Third-party capital had a role to play as part of the balance sheet carrier’s diverse capital base, Wilcox added.
“The goal is to lower the weighted average cost of capital and generate strong returns for shareholders and our third-party capital vehicle can really help with that,” he said.
The firm looked to access all forms of capital, he added, and to grow or shrink each of those dependent on investor sentiment and appetite, and market opportunities.
The diverse capital base included also equity, senior notes, hybrid instruments, letters of credit and reinsurance.
“There is a healthy part art, a healthy part quantitative math and science, that goes into optimising the capital structure,” Wilcox said.

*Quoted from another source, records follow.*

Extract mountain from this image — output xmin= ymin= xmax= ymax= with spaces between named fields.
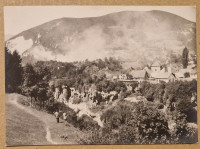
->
xmin=6 ymin=10 xmax=196 ymax=68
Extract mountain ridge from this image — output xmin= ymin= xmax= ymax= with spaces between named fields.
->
xmin=6 ymin=10 xmax=196 ymax=68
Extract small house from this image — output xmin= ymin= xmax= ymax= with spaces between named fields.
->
xmin=150 ymin=72 xmax=176 ymax=83
xmin=130 ymin=70 xmax=149 ymax=83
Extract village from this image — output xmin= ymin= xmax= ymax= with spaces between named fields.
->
xmin=52 ymin=53 xmax=197 ymax=118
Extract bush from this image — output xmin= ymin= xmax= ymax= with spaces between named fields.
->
xmin=84 ymin=96 xmax=198 ymax=145
xmin=134 ymin=102 xmax=170 ymax=144
xmin=17 ymin=96 xmax=30 ymax=107
xmin=176 ymin=98 xmax=197 ymax=122
xmin=157 ymin=103 xmax=164 ymax=109
xmin=96 ymin=101 xmax=171 ymax=144
xmin=45 ymin=105 xmax=56 ymax=114
xmin=170 ymin=112 xmax=198 ymax=144
xmin=117 ymin=125 xmax=138 ymax=144
xmin=184 ymin=72 xmax=190 ymax=78
xmin=82 ymin=127 xmax=118 ymax=144
xmin=101 ymin=101 xmax=133 ymax=129
xmin=76 ymin=114 xmax=99 ymax=131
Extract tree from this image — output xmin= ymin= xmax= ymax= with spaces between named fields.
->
xmin=130 ymin=81 xmax=138 ymax=92
xmin=87 ymin=101 xmax=170 ymax=144
xmin=23 ymin=64 xmax=37 ymax=87
xmin=30 ymin=85 xmax=39 ymax=106
xmin=37 ymin=87 xmax=48 ymax=109
xmin=184 ymin=72 xmax=190 ymax=78
xmin=126 ymin=73 xmax=133 ymax=79
xmin=182 ymin=47 xmax=189 ymax=69
xmin=34 ymin=64 xmax=51 ymax=83
xmin=5 ymin=47 xmax=23 ymax=92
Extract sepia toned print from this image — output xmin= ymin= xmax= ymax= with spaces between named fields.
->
xmin=4 ymin=6 xmax=197 ymax=146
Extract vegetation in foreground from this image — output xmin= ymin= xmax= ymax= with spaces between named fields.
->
xmin=5 ymin=47 xmax=197 ymax=144
xmin=6 ymin=95 xmax=48 ymax=146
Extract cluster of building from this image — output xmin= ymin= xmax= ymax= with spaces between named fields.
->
xmin=112 ymin=60 xmax=197 ymax=84
xmin=53 ymin=59 xmax=197 ymax=106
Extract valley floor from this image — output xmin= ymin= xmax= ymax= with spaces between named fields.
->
xmin=6 ymin=93 xmax=83 ymax=146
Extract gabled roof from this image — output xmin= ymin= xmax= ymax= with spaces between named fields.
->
xmin=125 ymin=67 xmax=134 ymax=73
xmin=130 ymin=70 xmax=147 ymax=79
xmin=151 ymin=72 xmax=174 ymax=79
xmin=151 ymin=61 xmax=161 ymax=67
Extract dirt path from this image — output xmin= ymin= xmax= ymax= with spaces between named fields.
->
xmin=7 ymin=94 xmax=59 ymax=144
xmin=6 ymin=93 xmax=83 ymax=146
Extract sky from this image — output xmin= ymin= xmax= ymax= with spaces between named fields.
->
xmin=4 ymin=6 xmax=196 ymax=36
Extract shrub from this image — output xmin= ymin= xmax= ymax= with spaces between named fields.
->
xmin=82 ymin=127 xmax=118 ymax=144
xmin=76 ymin=114 xmax=99 ymax=131
xmin=117 ymin=125 xmax=138 ymax=144
xmin=101 ymin=101 xmax=133 ymax=129
xmin=45 ymin=105 xmax=56 ymax=114
xmin=134 ymin=102 xmax=170 ymax=144
xmin=176 ymin=98 xmax=197 ymax=122
xmin=184 ymin=72 xmax=190 ymax=78
xmin=17 ymin=96 xmax=30 ymax=107
xmin=157 ymin=103 xmax=164 ymax=109
xmin=170 ymin=112 xmax=198 ymax=144
xmin=85 ymin=101 xmax=172 ymax=144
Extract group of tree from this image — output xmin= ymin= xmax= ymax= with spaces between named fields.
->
xmin=5 ymin=47 xmax=53 ymax=109
xmin=5 ymin=46 xmax=198 ymax=144
xmin=5 ymin=46 xmax=130 ymax=110
xmin=82 ymin=84 xmax=197 ymax=144
xmin=82 ymin=100 xmax=197 ymax=144
xmin=35 ymin=57 xmax=123 ymax=79
xmin=169 ymin=47 xmax=193 ymax=69
xmin=5 ymin=47 xmax=23 ymax=92
xmin=139 ymin=80 xmax=197 ymax=122
xmin=20 ymin=63 xmax=52 ymax=109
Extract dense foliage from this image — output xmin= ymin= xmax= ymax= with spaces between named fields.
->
xmin=83 ymin=101 xmax=171 ymax=144
xmin=5 ymin=46 xmax=197 ymax=144
xmin=83 ymin=97 xmax=197 ymax=144
xmin=35 ymin=57 xmax=122 ymax=80
xmin=182 ymin=47 xmax=189 ymax=68
xmin=20 ymin=63 xmax=52 ymax=109
xmin=82 ymin=79 xmax=197 ymax=144
xmin=140 ymin=80 xmax=197 ymax=122
xmin=5 ymin=47 xmax=23 ymax=92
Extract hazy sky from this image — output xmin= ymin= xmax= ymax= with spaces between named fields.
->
xmin=4 ymin=6 xmax=196 ymax=36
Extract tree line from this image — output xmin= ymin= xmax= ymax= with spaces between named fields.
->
xmin=81 ymin=79 xmax=197 ymax=144
xmin=5 ymin=47 xmax=130 ymax=109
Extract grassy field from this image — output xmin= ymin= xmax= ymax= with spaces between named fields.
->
xmin=6 ymin=93 xmax=84 ymax=146
xmin=6 ymin=99 xmax=49 ymax=146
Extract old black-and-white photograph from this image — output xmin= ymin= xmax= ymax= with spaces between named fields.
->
xmin=4 ymin=6 xmax=197 ymax=146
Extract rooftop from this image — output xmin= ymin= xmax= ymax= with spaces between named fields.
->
xmin=130 ymin=70 xmax=147 ymax=79
xmin=151 ymin=61 xmax=161 ymax=67
xmin=151 ymin=72 xmax=174 ymax=79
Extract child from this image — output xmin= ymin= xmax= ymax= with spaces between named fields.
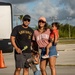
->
xmin=28 ymin=41 xmax=41 ymax=75
xmin=26 ymin=49 xmax=40 ymax=75
xmin=42 ymin=22 xmax=59 ymax=58
xmin=32 ymin=50 xmax=41 ymax=75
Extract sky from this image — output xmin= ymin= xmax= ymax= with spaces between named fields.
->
xmin=0 ymin=0 xmax=75 ymax=27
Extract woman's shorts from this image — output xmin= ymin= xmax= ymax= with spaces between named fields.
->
xmin=40 ymin=45 xmax=57 ymax=60
xmin=14 ymin=53 xmax=31 ymax=68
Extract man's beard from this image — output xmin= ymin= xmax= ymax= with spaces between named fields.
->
xmin=23 ymin=23 xmax=28 ymax=27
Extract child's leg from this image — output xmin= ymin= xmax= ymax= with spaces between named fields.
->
xmin=34 ymin=70 xmax=41 ymax=75
xmin=34 ymin=64 xmax=41 ymax=75
xmin=46 ymin=48 xmax=50 ymax=55
xmin=42 ymin=48 xmax=49 ymax=59
xmin=42 ymin=43 xmax=52 ymax=59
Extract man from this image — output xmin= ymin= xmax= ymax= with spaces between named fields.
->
xmin=10 ymin=14 xmax=34 ymax=75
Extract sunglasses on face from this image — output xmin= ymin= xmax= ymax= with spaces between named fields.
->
xmin=24 ymin=19 xmax=30 ymax=22
xmin=38 ymin=20 xmax=46 ymax=23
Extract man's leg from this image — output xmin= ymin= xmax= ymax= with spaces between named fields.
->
xmin=23 ymin=68 xmax=29 ymax=75
xmin=14 ymin=68 xmax=21 ymax=75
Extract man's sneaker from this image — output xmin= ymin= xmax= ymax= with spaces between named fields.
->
xmin=42 ymin=55 xmax=49 ymax=59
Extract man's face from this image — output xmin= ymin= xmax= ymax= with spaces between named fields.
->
xmin=23 ymin=19 xmax=30 ymax=27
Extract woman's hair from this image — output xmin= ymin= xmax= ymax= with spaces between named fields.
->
xmin=37 ymin=22 xmax=48 ymax=32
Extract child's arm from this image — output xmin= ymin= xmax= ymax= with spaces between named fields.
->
xmin=34 ymin=54 xmax=39 ymax=64
xmin=54 ymin=33 xmax=58 ymax=44
xmin=47 ymin=37 xmax=54 ymax=49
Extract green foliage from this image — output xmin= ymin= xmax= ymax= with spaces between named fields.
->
xmin=59 ymin=23 xmax=75 ymax=38
xmin=18 ymin=15 xmax=24 ymax=21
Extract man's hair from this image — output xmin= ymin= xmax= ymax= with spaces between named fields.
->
xmin=23 ymin=14 xmax=31 ymax=21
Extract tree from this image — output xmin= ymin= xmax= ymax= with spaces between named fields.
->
xmin=18 ymin=15 xmax=23 ymax=21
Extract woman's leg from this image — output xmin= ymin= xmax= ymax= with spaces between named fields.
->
xmin=40 ymin=60 xmax=47 ymax=75
xmin=49 ymin=57 xmax=56 ymax=75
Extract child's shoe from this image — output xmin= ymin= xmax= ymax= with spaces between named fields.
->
xmin=42 ymin=55 xmax=49 ymax=59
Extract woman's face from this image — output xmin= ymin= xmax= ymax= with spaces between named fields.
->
xmin=38 ymin=20 xmax=46 ymax=28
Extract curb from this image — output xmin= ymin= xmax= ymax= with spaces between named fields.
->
xmin=58 ymin=49 xmax=75 ymax=51
xmin=56 ymin=64 xmax=75 ymax=66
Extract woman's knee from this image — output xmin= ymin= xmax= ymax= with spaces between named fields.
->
xmin=40 ymin=66 xmax=46 ymax=72
xmin=50 ymin=64 xmax=56 ymax=70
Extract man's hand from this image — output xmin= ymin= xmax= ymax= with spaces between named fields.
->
xmin=16 ymin=48 xmax=22 ymax=54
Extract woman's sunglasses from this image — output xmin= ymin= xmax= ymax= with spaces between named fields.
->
xmin=38 ymin=20 xmax=46 ymax=23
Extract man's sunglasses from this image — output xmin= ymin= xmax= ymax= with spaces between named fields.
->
xmin=38 ymin=20 xmax=46 ymax=23
xmin=24 ymin=19 xmax=30 ymax=22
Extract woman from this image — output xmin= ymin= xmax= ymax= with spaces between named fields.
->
xmin=32 ymin=16 xmax=57 ymax=75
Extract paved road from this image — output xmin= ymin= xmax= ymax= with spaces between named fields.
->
xmin=0 ymin=65 xmax=75 ymax=75
xmin=57 ymin=44 xmax=75 ymax=51
xmin=0 ymin=44 xmax=75 ymax=75
xmin=56 ymin=44 xmax=75 ymax=65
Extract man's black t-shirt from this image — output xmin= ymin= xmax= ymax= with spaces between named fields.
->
xmin=11 ymin=25 xmax=34 ymax=54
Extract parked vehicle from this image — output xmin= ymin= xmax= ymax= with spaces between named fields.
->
xmin=0 ymin=2 xmax=13 ymax=53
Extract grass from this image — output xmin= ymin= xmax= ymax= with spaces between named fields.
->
xmin=58 ymin=39 xmax=75 ymax=44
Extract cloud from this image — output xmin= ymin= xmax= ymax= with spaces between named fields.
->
xmin=1 ymin=0 xmax=75 ymax=26
xmin=31 ymin=0 xmax=59 ymax=22
xmin=12 ymin=0 xmax=75 ymax=26
xmin=0 ymin=0 xmax=36 ymax=4
xmin=59 ymin=0 xmax=75 ymax=17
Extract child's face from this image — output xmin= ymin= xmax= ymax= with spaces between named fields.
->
xmin=52 ymin=24 xmax=57 ymax=30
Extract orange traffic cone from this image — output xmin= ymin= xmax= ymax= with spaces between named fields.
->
xmin=0 ymin=50 xmax=6 ymax=68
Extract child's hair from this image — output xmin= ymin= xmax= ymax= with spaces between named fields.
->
xmin=31 ymin=49 xmax=39 ymax=55
xmin=52 ymin=22 xmax=60 ymax=29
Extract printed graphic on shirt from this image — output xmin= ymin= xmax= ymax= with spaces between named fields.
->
xmin=19 ymin=30 xmax=32 ymax=39
xmin=19 ymin=30 xmax=32 ymax=35
xmin=37 ymin=34 xmax=49 ymax=41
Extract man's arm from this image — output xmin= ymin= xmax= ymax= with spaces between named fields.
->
xmin=10 ymin=36 xmax=22 ymax=54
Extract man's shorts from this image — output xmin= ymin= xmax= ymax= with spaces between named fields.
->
xmin=14 ymin=53 xmax=32 ymax=68
xmin=40 ymin=45 xmax=57 ymax=60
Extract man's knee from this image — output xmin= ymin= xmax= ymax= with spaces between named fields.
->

Commenting on the evolution of the ILS market more generally, the CFO expected the majority of capacity supporting casualty risk to continue to come from large, high quality, highly rated balance sheets.
“That’s what insurance managers and risk managers really want – they want to interface with a large, regulated, highly rated insurance carrier,” said Wilcox.
However, sidecars are a way to bring in other types of capital to access the risk.
In particular, he noted that sidecars offer speed and ease in deploying capital, with an underwriting track record and management team in place already. This was contrasted with the effort involved in forming new balance sheet company.
“And with a sidecar, you are in and out at book value, whereas if you start a company, you’re in at book value and now that’s either a multiple, which is beneficial, or a discount – not so helpful – of book value. You need an IPO or a sale to execute an exit.”